Utta Danella ist mit 37 Romanen, mehreren Erzählungen, einigen Sachbüchern und einer Auflage von weltweit rund 70 Millionen Büchern die erfolgreichste deutschsprachige Schriftstellerin der Nachkriegszeit. Geboren am 18. Juni 1920 in Leipzig und aufgewachsen in Berlin, begeisterte sich Utta Danella (eigentlich Utta Denneler) früh für Theater, Oper und Musik und nahm neben der Schule Schauspielunterricht, Tanz- und Gesangstunden. Schon als 14-Jährige versuchte sie sich heimlich an einem ersten Roman. Nach dem Abitur schrieb sie Beiträge für verschiedene Zeitungen und für den Rundfunk. Sie zog später nach München und veröffentlichte 1956 ihren ersten Roman Alle Sterne vom Himmel, nachdem das ursprünglich über 1000 Seiten umfassende Manuskript um die Hälfte gekürzt worden war. Obwohl sich nur ein bescheidener Erfolg einstellte, drängte Verleger Franz Schneekluth die Autorin, für die er auch das Pseudonym erfand, ihre schriftstellerische Arbeit fortzusetzen. Und mit ihrem vierten Roman Stella Termogen gelang Utta Danella auch der Durchbruch: Die Auflage stieg rasch auf über 100.000 Exemplare. Von da an reihte sich ein Bestseller an den anderen. Im November 1998 verlieh ihr Bundespräsident Roman Herzog das Verdienstkreuz 1. Klasse des Verdienstordens der Bundesrepublik Deutschland. Im Juni 2000 erwarb die Bavaria Film die Verfilmungsrechte an sämtlichen Danella-Romanen. Zahlreiche Romane wurden verfilmt. Die beliebte Autorin verstarb 2015 in München, im hohen Alter von 95 Jahren.

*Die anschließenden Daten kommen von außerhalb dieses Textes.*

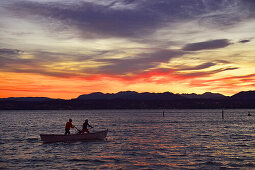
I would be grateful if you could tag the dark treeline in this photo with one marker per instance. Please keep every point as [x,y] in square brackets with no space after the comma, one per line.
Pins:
[133,100]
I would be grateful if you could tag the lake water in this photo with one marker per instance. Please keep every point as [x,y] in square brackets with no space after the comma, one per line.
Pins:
[137,139]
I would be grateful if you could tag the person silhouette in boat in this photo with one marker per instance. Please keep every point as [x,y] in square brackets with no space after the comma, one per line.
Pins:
[85,126]
[69,125]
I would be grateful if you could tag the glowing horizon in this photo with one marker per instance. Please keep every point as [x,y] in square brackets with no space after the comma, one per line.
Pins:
[63,49]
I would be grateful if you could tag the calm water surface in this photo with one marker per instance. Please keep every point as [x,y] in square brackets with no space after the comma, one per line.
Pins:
[137,139]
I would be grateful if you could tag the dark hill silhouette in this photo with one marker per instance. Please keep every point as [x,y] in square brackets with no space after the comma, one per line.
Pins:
[132,95]
[244,95]
[27,99]
[133,100]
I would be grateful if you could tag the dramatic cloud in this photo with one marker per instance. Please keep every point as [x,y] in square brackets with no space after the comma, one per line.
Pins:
[132,18]
[139,63]
[244,41]
[207,45]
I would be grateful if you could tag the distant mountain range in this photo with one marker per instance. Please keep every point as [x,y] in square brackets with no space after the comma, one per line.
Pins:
[133,100]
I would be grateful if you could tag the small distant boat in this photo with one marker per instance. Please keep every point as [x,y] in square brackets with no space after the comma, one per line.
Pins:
[51,138]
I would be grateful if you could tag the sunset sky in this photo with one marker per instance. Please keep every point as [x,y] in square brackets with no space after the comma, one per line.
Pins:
[65,48]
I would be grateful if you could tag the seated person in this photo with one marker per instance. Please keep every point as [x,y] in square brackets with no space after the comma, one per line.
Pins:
[85,126]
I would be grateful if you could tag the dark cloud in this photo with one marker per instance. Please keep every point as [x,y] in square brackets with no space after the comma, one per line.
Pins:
[207,45]
[138,64]
[199,67]
[244,41]
[143,18]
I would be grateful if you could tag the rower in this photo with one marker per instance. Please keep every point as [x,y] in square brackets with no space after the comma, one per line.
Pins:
[68,126]
[85,126]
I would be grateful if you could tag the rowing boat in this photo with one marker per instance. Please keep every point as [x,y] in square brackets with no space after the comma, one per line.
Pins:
[51,138]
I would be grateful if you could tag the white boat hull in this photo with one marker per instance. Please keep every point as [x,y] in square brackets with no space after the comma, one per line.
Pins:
[51,138]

Cornelia blickt einen Moment lang abwesend auf die geschlossene Tür. Die Frage, die schon eine Weile hinter ihr herläuft, hat sie eingeholt. Was tue ich eigentlich hier?

Sie greift nach ihrer Handtasche, sucht den Kamm, tritt zum Spiegel. Dort trifft sie auf ihren Blick.

Was tust du hier?

Du bist verrückt. Du suchst ein Gespenst. Und wenn es wirklich hier umgeht, was ich nicht glaube, dann geht es dich nichts an. Dich nicht mehr. Nein. Dich nicht.

Sie hält ihren Blick im Spiegel fest. Blaugraue Augen, die sie starr ansehen.

Wen sonst? Wen – wenn nicht mich?

Diese Stadt, dieses Land ist voll von Gespenstern. Vergangenheit, die nicht leben darf und nicht sterben kann. Oder vielleicht auch sehr gut lebt, was weiß man denn? Willst du auf Gespensterjagd gehen? Geht es dich etwas an?

Du lebst ein anderes Leben. Mit anderen Menschen. In einer anderen Zeit. Was früher war, geht dich nichts mehr an. Du hast es vergessen. Vergessen, hörst du!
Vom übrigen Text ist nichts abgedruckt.